Jogadoras são introduzidas a "rede social" da análise de desempenho

Jogadoras são introduzidas a "rede social" da análise de desempenho

Grupo em rede social permite que jogadoras acompanhem os treinamentos, assistam vídeos de jogos e realizem análise táticas

Treino da Seleção Feminina Sub-17 no Mundial do Uruguai - 19/11/2018 - Julia Beatriz e Débora

Créditos: Marcos Paulo Rebelo/CBF

Futebol e tecnologia são hoje dois elementos inseparáveis. A análise de desempenho das atletas, por exemplo, é um artifício que veio para ficar no mundo da bola, e dentro dessa dinâmica que mistura esses dois universos, há maneiras de tornar o aprendizado da jogadora ainda mais fluído. Na Seleção Feminina Sub-17 a análise de desempenho é quase um exercício diário das atleta. Desde o Campeonato Sul-Americano, o trabalho realizado por Cristian Lizana tornou-se um dos pilares para a organização tática e a melhora significativa do time em campo.

- Logo após o Sul-Americano, a gente começou um trabalho para elevar o nível de conhecimento tático das atletas. Em cima disso, utilizamos alguns recursos didáticos, entre eles um diário, onde cada uma relatava todas as ocorrências do treinamento, os pontos fortes e fracos - comentou Cristian.
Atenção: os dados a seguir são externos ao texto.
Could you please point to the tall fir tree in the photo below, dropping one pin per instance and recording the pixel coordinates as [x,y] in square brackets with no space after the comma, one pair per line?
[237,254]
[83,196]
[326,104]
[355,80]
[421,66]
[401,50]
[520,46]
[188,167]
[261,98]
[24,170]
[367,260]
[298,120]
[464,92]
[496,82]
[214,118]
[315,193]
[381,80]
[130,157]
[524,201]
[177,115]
Não só o diário faz parte da rotina das jogadoras, mas elas também foram introduzidas a uma espécie de rede social da análise de desempenho. O objetivo é que elas interajam com a comissão técnica, propondo e revendo ações realizadas em campo.  Além desse momento de reflexão individualizado, o grupo participa quase que diariamente de reuniões, onde conseguem esmiuçar tanto os próprios treinos como o jogo dos adversários.

- A gente utilizou um software da análise de desempenho, bem específico para isso, que é combinado com uma plataforma virtual e funciona quase como se fosse uma rede social de análise de desempenho. As garotas têm a oportunidade de acompanhar os treinamentos, assistir todos os vídeos e têm algumas listas de tarefas para que elas façam durante esse processo. Elas interagem diretamente com a comissão, tirando dúvidas, mostrando orientações às suas colegas, interagindo entre elas e entre os setores do campo - revelou.

 

O resultado é uma melhora não só da compreensão de jogo, mas também dentro de campo, ao agilizar o processo de aprendizagem, que sem o recurso da tecnologia demoraria mais tempo. 

- A gente acredita que elas têm uma compreensão muito maior agora dos espaços e das possibilidades de ação dentro do jogo, o que facilita as decisões mais rápidas. Essa fração de segundo que elas tomam a decisão mais rápida ajuda a dar um pouco mais de velocidade e dinâmica no jogo - explicou.

O adversário da próxima terça-feira, aliás, tem sido alvo dos estudos coletivos da análise de desempenho. O Brasil enfrentou a África do Sul no Torneio BRICS, em julho deste ano, e já conhece os perigos e os pontos fracos das rivais. Antes mesmo do início do Mundial Feminino Sub-17 o adversário já vinha sendo estudado por todo o grupo. 

- A gente já conhece elas e nós conseguimos passar isso para as jogadoras para que a gente tenha um melhor aproveitamento frente a elas. A gente tem tudo para fazer um bom jogo porque elas estão muito focadas nessa decisão - concluiu. 

Para seguir no Mundial, o Brasil tem que vencer a África do Sul, e torcer para um resultado favorável da outra partida do Grupo B, entre Japão e México, com as japonesas vencendo as mexicanas. Ou uma goleada do México sobre as asiáticas, mas o Brasil ainda precisaria de uma combinação no saldo de gol. 

O duelo diante da África do Sul será na próxima terça-feira (20), às 14h local (15h de Brasília), no Estádio Charrúa, em Montevideo. O jogo será transmitido pelo SporTV 2. No mesmo horário, Japão e México jogarão em Maldonado.